Dès le début, le ton est donné : sur fond de musique flippante, une jeune fille se jette nue dans la mer avant d’être attaquée par une grosse bestiole malfaisante qui s’avère être… un sous-marin japonais. Rigolade et gaudriole, tels semblent être les maîtres mots de Spielberg quand il réalise 1941. Non content d’accumuler les clins d’œil à ses films passés (Les Dents de la Mer, pour ceux qui ont quarante ans de retard), le wunderkind d’Hollywood dynamite son récit, l’éclate, passe du coq à l’âne sans trop se soucier du reste… à tel point que le film tient souvent du gros bazar sans queue ni tête. Certaines scènes sont très réussies, surtout celles qui pastichent les comédies musicales de l’âge d’or hollywoodien – comme dans New York, New York, autre film mal-aimé d’un cinéaste de génie. Mais trop souvent, le tout baigne dans un humour lourdingue : voir toutes ces blagues qu’on nous inflige sur le parallèle évident entre avion et sexe masculin. Freud aurait sans doute apprécié l’image mais, en l’instance, dur de trouver ça subtil.
  
C’est quand il persiste son entreprise de débinage que Spielberg peine à convaincre : l’armée US en prend pour son grade, mais les obsessions typiquement américaines pour Noël et Hollywood passent aussi à la moulinette. Or, on sait depuis des lustres (et déjà à l’époque de 1941), que Steven est, non pas un fossoyeur, mais un type souvent très respectueux envers les institutions, américaines et hollywoodiennes. Vraisemblablement, l’opinion du cinéaste sur l’armée de son pays est plus proche de la déférence polie d’Il faut sauver le soldat Ryan que de l’irrévérence type M.A.S.H de 1941 – bien que ce ne soit pas toujours aussi simple que ça (voir Le Pont des Espions pour s’en convaincre).
 
Échec critique et commercial de taille, 1941 fera redescendre sur Terre un cinéaste à l’âge christique (33 ans), déjà très puissant – rappelons qu’avant ce long-métrage, le bougre a enchaîné coup sur coup Les Dents de la Mer et Rencontres du troisième type – qui se dira à ce moment-là qu’il ne sait peut-être pas tout faire. Bien sûr, le succès (historique) ne mettra pas longtemps à revenir : par la suite, Spielberg réalisera deux films qui achèveront de le faire entrer dans la légende (Les Aventuriers de l’arche perdue et E.T.) et lui donner les pleins pouvoirs – et une bonne fois pour toutes.
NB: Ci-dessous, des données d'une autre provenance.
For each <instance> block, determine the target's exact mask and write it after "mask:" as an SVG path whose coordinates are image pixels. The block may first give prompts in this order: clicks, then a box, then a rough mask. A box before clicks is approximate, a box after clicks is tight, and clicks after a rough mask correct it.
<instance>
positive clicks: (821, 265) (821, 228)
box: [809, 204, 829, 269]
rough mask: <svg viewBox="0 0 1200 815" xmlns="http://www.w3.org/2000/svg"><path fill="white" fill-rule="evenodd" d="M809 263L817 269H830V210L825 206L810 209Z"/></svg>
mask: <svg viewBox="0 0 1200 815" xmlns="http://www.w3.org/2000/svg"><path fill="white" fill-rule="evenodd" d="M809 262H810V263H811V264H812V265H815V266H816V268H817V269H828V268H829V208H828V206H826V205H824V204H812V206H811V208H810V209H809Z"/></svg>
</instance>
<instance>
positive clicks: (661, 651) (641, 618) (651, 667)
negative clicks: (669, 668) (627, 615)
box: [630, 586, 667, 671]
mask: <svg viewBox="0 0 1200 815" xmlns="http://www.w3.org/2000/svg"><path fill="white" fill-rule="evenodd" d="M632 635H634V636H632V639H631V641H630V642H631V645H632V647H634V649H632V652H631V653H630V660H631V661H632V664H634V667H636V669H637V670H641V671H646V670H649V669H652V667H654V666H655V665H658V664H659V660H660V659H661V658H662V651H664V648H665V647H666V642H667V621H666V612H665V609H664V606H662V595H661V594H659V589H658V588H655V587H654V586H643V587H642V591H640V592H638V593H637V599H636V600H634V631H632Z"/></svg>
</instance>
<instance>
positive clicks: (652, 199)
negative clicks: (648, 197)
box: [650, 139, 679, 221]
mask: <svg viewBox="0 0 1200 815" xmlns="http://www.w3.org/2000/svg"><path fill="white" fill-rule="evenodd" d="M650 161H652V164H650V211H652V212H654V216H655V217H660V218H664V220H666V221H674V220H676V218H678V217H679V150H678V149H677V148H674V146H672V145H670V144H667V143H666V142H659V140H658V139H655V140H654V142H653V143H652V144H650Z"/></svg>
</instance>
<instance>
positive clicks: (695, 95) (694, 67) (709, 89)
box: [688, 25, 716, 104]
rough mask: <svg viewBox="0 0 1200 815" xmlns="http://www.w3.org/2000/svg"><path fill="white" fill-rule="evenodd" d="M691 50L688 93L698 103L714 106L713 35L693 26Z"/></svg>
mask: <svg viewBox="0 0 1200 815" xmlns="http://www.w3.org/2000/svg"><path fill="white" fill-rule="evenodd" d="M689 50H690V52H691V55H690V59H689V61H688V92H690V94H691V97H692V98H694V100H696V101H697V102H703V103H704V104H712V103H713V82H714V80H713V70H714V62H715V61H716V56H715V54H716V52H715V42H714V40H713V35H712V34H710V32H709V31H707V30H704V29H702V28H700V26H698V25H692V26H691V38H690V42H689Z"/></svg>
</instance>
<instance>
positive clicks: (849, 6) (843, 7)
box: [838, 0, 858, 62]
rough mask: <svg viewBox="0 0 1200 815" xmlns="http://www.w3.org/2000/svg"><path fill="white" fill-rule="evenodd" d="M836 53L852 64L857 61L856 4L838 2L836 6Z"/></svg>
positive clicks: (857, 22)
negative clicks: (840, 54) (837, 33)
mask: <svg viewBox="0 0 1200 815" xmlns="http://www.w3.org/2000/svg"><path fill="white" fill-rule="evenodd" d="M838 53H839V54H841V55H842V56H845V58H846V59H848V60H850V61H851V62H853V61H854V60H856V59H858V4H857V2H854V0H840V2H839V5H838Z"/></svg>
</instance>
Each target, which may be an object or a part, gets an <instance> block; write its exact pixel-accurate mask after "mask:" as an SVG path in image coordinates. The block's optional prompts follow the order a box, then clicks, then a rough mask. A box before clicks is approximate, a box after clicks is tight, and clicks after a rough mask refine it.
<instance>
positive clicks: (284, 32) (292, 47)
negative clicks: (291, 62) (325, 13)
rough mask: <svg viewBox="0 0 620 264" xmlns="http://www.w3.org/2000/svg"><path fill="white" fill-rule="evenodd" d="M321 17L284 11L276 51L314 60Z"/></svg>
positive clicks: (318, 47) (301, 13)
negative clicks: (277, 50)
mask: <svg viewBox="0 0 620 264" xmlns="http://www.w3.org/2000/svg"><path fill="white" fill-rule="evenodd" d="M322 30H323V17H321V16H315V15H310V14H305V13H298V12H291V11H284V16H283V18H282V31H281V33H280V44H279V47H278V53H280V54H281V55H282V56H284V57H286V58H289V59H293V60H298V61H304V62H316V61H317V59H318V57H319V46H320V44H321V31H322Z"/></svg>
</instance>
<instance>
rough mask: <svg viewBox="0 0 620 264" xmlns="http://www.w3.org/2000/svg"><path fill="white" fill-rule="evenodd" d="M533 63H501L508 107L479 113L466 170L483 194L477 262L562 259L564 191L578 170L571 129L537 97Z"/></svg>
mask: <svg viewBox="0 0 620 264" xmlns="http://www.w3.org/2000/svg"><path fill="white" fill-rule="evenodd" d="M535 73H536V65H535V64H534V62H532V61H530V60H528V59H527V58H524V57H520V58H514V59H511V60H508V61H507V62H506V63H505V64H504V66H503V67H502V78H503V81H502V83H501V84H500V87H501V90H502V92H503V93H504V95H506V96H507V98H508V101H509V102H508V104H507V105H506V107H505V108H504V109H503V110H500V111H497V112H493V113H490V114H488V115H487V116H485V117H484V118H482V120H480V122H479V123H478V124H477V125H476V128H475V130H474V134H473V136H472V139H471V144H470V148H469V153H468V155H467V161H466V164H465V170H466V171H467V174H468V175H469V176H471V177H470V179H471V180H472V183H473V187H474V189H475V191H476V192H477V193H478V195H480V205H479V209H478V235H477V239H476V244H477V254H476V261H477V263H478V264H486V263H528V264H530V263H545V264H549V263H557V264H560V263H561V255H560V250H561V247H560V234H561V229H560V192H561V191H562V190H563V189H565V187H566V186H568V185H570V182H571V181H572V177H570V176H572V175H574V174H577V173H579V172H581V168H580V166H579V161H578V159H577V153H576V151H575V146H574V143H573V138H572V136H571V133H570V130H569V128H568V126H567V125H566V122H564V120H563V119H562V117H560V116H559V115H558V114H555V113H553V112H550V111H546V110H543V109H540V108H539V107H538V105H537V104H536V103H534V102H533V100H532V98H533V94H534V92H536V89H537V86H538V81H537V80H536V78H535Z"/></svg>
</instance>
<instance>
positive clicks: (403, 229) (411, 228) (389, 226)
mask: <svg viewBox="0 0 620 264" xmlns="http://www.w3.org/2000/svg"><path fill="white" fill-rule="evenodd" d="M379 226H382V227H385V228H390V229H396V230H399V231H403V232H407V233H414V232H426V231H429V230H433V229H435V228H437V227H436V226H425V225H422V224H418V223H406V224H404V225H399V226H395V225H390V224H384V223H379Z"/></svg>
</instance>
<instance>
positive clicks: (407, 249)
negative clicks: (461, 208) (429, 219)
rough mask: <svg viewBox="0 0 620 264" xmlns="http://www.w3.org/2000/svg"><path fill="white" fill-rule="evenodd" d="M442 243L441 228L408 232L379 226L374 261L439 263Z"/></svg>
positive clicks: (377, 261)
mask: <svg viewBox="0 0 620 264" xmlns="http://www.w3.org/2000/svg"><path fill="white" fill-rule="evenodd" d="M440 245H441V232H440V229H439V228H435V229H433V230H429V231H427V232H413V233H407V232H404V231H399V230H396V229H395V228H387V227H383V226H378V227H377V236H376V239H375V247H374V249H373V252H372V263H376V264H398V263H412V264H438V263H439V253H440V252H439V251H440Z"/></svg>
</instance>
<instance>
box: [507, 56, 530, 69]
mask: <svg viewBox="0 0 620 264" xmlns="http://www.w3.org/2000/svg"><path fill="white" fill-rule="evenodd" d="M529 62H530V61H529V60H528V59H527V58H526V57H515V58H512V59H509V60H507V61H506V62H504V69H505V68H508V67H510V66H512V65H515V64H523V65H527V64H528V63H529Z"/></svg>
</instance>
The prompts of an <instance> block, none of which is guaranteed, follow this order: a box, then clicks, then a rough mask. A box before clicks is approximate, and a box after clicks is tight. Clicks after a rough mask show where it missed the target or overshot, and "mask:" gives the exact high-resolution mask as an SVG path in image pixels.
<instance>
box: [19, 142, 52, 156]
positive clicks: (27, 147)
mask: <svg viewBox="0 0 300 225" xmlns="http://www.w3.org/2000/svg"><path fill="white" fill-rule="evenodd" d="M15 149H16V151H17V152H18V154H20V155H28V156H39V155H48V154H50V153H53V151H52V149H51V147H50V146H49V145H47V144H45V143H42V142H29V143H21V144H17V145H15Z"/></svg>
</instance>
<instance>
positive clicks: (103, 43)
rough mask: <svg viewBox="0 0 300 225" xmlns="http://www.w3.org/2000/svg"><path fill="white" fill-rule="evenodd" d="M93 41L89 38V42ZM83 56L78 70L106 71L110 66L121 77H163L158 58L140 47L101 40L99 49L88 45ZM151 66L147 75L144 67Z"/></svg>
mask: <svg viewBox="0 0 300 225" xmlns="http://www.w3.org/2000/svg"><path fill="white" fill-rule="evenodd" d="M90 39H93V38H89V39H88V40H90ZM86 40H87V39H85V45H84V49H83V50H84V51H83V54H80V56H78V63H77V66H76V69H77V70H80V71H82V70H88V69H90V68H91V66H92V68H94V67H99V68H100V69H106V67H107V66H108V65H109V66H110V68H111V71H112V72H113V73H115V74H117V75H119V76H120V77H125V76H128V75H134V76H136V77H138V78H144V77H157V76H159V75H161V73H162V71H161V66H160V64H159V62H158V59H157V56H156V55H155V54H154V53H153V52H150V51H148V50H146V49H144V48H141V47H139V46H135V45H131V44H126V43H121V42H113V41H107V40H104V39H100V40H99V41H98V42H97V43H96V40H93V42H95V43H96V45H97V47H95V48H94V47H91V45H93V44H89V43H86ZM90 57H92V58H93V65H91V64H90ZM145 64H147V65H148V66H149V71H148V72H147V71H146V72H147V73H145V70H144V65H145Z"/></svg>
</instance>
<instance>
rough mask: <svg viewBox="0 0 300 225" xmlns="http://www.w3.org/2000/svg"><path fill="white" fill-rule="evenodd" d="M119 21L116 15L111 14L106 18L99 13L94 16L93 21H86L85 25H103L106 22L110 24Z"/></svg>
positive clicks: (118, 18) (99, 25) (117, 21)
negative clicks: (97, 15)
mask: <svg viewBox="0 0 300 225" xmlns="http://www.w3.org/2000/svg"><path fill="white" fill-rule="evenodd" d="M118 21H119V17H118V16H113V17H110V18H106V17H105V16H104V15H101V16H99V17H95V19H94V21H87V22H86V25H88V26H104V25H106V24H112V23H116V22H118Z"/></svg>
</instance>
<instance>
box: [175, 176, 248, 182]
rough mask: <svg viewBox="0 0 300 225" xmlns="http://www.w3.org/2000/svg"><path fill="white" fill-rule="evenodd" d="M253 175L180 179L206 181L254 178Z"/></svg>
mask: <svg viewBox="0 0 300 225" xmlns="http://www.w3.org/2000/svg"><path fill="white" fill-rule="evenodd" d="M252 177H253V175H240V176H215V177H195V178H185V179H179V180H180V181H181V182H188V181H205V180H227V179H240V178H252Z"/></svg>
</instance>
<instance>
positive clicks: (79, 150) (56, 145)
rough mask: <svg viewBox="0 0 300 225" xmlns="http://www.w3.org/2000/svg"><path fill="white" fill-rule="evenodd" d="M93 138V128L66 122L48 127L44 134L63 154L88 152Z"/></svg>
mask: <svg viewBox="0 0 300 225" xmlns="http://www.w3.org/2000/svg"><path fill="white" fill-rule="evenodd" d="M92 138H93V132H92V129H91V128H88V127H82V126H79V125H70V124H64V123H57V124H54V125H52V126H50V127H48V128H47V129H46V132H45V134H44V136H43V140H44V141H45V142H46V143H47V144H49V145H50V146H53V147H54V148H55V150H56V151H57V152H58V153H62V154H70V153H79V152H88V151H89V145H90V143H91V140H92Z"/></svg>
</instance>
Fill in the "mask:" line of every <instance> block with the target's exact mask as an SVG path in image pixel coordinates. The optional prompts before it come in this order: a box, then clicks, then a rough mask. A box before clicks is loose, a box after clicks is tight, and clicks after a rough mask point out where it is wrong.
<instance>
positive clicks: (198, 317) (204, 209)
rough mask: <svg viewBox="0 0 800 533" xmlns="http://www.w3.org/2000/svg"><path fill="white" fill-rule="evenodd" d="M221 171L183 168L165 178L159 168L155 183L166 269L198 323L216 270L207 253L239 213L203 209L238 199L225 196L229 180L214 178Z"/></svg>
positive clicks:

Pourtant, jamais plus il ne réalisera de films dans la veine de 1941. En co-créant Amblin Entertainment en 1981, « la montagne du jeu » laissera les films les plus ouvertement « rentre-dedans » à des collègues, comme Joe Dante avec Gremlins (qui consiste lui aussi en un dézingage méthodique des hard et soft powers américains) ou Scorsese avec Les Nerfs à Vif, qui viendra porter un coup fatal à l’idée de la famille nucléaire américaine harmonieuse et unie. Chat échaudé, craint l’eau froide ?

1941, Steven Spielberg, 1979. Avec : John Belushi, Dan Aykroyd, Tim Matheson, Robert Stack, Christopher Lee.